Cikarang, KPonline-Kasus tidak dibayarkannya Tunjangan Hari Raya (THR) kepada seorang satpam yang baru bekerja sekitar dua bulan di sebuah pabrik di kawasan industri Cikarang kembali menimbulkan pertanyaan. Banyak yang mengira bahwa pekerja dengan masa kerja singkat belum berhak menerima THR. Namun, benarkah demikian? Atau justru perusahaan yang melanggar aturan?

“Saya bekerja disini (pabrik) sebagai security, sudah memasuki bulan ketiga. Namun, hari raya tahun ini, saya tidak mendapatkan THR (tunjangan hari raya),” ungkap Aldi saat dikonfirmasi media perdjoeangan. Rabu, (25/3/2026).

Padahal, menurutnya, tahun lalu ia mendapatkan THR. “Sebelum saya dipindahkan kesini, saya bertugas disebuah perusahaan dikawasan yang sama, dan saat itu saya mendapatkan THR. Walaupun, pada saat itu, saya baru bertugas kurang lebih satu bulan,” ujar Aldi.

Berdasarkan regulasi ketenagakerjaan di Indonesia, pekerja dengan masa kerja dua bulan sebenarnya tetap memiliki hak atas THR, meskipun tidak penuh. Hal ini diatur dalam Peraturan Menteri Ketenagakerjaan Nomor 6 Tahun 2016 tentang THR Keagamaan bagi Pekerja/Buruh di Perusahaan, yang menegaskan bahwa THR wajib diberikan kepada pekerja yang telah bekerja minimal satu bulan secara terus-menerus.

Menurut ketentuan tersebut, pekerja dengan masa kerja 1 bulan atau lebih berhak mendapatkan THR secara proporsional, tidak harus menunggu satu tahun kerja.

Dalam aturan yang berlaku saat ini, tidak ada perbedaan antara pekerja tetap, kontrak, maupun harian selama hubungan kerja sah.
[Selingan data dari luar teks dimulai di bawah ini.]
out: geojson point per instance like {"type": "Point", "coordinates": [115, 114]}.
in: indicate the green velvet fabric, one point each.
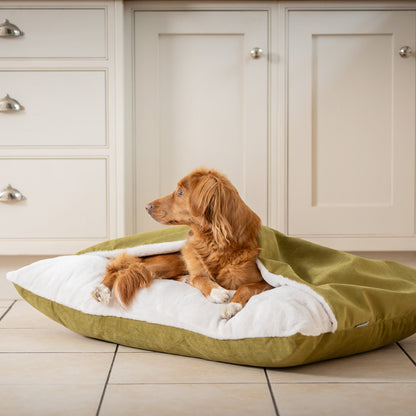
{"type": "Point", "coordinates": [374, 303]}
Jika seseorang sudah bekerja minimal satu bulan, maka perusahaan wajib membayarkan THR.

Menteri Ketenagakerjaan dalam penjelasan aturan THR menyatakan bahwa pekerja yang telah bekerja satu bulan atau lebih tetap berhak menerima THR, dengan perhitungan sesuai masa kerja.

Besaran THR dihitung dengan rumus: masa kerja / 12 × 1 bulan upah

Artinya, jika satpam tersebut baru bekerja 2 bulan, maka ia berhak menerima sekitar 2/12 dari satu bulan gaji, bukan nol.

Kasus satpam sering menjadi rumit karena banyak satpam bekerja melalui perusahaan outsourcing atau vendor keamanan. Dalam kondisi seperti ini, yang wajib membayar THR adalah perusahaan yang memiliki hubungan kerja langsung dengan pekerja, yaitu perusahaan penyedia jasa atau vendor, bukan selalu pabrik tempat ia bertugas.

Namun, jika satpam tersebut direkrut langsung oleh perusahaan pabrik, maka tanggung jawab pembayaran THR ada pada perusahaan tersebut.

Aturan ketenagakerjaan menegaskan bahwa kewajiban pembayaran THR berlaku bagi semua pengusaha terhadap pekerja yang memiliki hubungan kerja, baik PKWT maupun PKWTT.

Tidak membayar THR bukan sekadar pelanggaran moral, tetapi juga pelanggaran hukum. Pemerintah setiap tahun menegaskan bahwa THR adalah kewajiban pengusaha dan harus dibayarkan paling lambat sebelum hari raya, dengan sanksi administratif bagi perusahaan yang melanggar.

Sanksi bisa berupa teguran, denda, hingga pembatasan kegiatan usaha jika kewajiban THR tidak dipenuhi.

Kasus seperti ini sering terjadi di kawasan industri, termasuk di Cikarang, karena banyak pekerja kontrak, outsourcing, atau pekerja baru yang belum memahami haknya.

Padahal, aturan sudah jelas:

•Masa kerja ≥ 1 bulan = wajib dapat THR

•Masa kerja < 12 bulan = THR proporsional •Tidak dibayar = melanggar aturan Dengan demikian, jika seorang satpam sudah bekerja sekitar dua bulan tetapi tidak mendapat THR, maka besar kemungkinan ada kesalahan dari pihak perusahaan atau vendor yang tidak menjalankan kewajibannya sesuai peraturan.